Comedy is an often under-appreciated art form that has a thriving presence in Oxford, both through regular entertainers who come to perform here and through the diverse wealth of comedy talent in the students of the University. But what lies behind the mask of comedy and the comedian? We interviewed Olly Jackon, a 3rd year Classicist at St Hilda’s, to find out. Olly has been performing sketch comedy since his first term at university and started doing stand up last year. He is currently part of a sketch group called Three Men in a Boot, whose show, ‘A Sketchy History’, is going to the Edinburgh Fringe this year, and is as passionate about getting others into all types of comedy as he is about comedy itself.
When did you first know you wanted to get involved with comedy?
When I was 16. I was binge-watching loads of Mitchell & Webb DVDs at the time and basically decided I wanted to become David Mitchell, with or without his consent. So on a school trip in Tunisia, a friend and I wrote a short comedy sketch about a Tunisian tour guide. It was definitively shit. But I’d got the buzz, so carried on.
What’s the most daunting aspect of comedy to you?
The crushing, never-ending fear that I’m not funny. That’s fairly daunting. But it is a serious fear I think a lot of comics go through, especially when writing. Because if you’re writing a script you’re in a room, on your own, and you have no way of verifying whether the words you’ve written will actually make people laugh. I mean, you can open your window and shout at strangers on the street, but I live opposite a Catholic Church and they never seem in the mood for sketches that posit God as a camp and ineffectual builder of the universe. So one of the reasons I love writing with other people, even though you lose some creative control, is that you gain validation for your work as at least your writing partner finds you funny! Plus, doing comedy in a team/partnership is so much more fun. Some of my happiest times last term were either at sketch rehearsals or coming up with new ideas I wanted to write with my other writing partner.
What’s the best joke you’ve ever told?
I once told someone I had a small ego and low self-esteem. They laughed.
… and what’s the worst?
Oh that’s a much easier question! In my first sketch-show in Oxford, I did a 15 second sketch which was as follows: “And tension and drama next, here on Radio Four, as the plot thickens in…The Allotment Mysteries”. Yeah. We did that five nights in a row and it only got a laugh the night my mother came. She told me afterwards she only laughed “to be nice”.

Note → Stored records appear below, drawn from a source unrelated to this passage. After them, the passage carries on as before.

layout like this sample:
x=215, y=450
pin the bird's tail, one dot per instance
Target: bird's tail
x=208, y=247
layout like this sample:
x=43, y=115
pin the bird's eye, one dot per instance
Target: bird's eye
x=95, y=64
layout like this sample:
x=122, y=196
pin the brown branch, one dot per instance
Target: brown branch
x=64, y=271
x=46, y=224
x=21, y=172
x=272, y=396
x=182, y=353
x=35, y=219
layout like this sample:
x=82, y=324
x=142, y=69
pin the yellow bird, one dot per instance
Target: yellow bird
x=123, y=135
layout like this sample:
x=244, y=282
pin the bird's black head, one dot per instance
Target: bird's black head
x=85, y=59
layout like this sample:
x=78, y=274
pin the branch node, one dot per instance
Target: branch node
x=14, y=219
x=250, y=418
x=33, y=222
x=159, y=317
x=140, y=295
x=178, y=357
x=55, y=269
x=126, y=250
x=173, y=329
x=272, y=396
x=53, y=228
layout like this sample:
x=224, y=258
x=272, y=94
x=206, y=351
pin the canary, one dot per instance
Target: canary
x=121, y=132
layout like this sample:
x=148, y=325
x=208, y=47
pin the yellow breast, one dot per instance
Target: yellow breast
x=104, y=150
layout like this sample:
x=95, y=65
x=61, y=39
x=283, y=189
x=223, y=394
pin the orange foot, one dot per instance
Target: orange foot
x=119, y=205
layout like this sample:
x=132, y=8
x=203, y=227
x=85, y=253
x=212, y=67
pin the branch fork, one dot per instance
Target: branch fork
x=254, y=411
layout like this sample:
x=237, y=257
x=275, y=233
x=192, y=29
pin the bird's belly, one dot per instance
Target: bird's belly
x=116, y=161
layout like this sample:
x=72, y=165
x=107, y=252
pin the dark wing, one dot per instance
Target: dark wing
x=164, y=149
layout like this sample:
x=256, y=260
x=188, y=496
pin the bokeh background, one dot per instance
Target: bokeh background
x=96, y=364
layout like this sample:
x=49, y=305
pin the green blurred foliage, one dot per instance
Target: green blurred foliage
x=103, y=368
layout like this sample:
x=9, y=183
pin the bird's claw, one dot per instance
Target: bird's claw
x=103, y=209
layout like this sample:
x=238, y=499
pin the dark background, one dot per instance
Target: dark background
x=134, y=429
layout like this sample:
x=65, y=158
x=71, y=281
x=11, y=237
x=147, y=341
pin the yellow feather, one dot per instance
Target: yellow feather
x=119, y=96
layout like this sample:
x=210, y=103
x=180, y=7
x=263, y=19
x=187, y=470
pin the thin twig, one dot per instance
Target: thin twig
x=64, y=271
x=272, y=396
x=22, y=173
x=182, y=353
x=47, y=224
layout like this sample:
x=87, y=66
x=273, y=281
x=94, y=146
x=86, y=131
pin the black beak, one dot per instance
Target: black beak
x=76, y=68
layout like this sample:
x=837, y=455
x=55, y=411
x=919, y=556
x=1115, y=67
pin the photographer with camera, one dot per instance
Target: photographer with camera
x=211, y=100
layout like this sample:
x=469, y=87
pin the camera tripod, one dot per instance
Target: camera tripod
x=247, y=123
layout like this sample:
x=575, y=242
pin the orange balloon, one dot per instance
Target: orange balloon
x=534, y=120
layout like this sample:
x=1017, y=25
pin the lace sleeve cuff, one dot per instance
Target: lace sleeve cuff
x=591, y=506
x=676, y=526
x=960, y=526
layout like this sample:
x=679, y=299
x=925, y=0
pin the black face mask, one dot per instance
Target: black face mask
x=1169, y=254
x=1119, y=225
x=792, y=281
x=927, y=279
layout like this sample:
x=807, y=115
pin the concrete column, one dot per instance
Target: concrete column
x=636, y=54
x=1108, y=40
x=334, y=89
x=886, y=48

What makes improv comedy so unique?
Improv is fantastic. It’s so unlike all other comedy because there’s no pretence or ‘performance’. You and the audience are really in it together. If you mess up or start laughing from the situation it doesn’t detract from the show, because the audience are sort of expecting it to be awful anyway: you’ve just promised to make a funny sketch about a spatula for crying out loud! I am in complete awe of the good improvisers in the world, and that’s the main aspect of comedy I wish I did better.
Do you think you have to be a certain type of person in order to get up on stage and try to make people laugh?
I think on some level you have to believe you are funny, otherwise you’d catch yourself moments before going on stage wondering “Why the hell do these people care about the time I got locked in a toilet in France. This is highly personal information. What am I doing with my life?!” However, you do have to have a lot more self-confidence to do stand-up. With sketches, you can always pretend that you’re doing it for ‘the drama’; that, in some way, three men dressed in togas made from mum’s bed-sheets doing silly voices is just a piece of ‘theatre’. Which it isn’t. Ever. But you don’t have the luxury of that self-delusion in stand up.
Is comedy more about the comedian or the audience?
In live comedy, definitely both. Put Eddie Izzard in front of an audience of earnest hedge-fund managers and he will look awful. Every comic feeds off the audience; they tell you how long you’re allowed to hold a pause for, or how far you can push a joke.
What do you think about jokes that have been termed ‘risqué’? (eg comedians like Frankie Boyle)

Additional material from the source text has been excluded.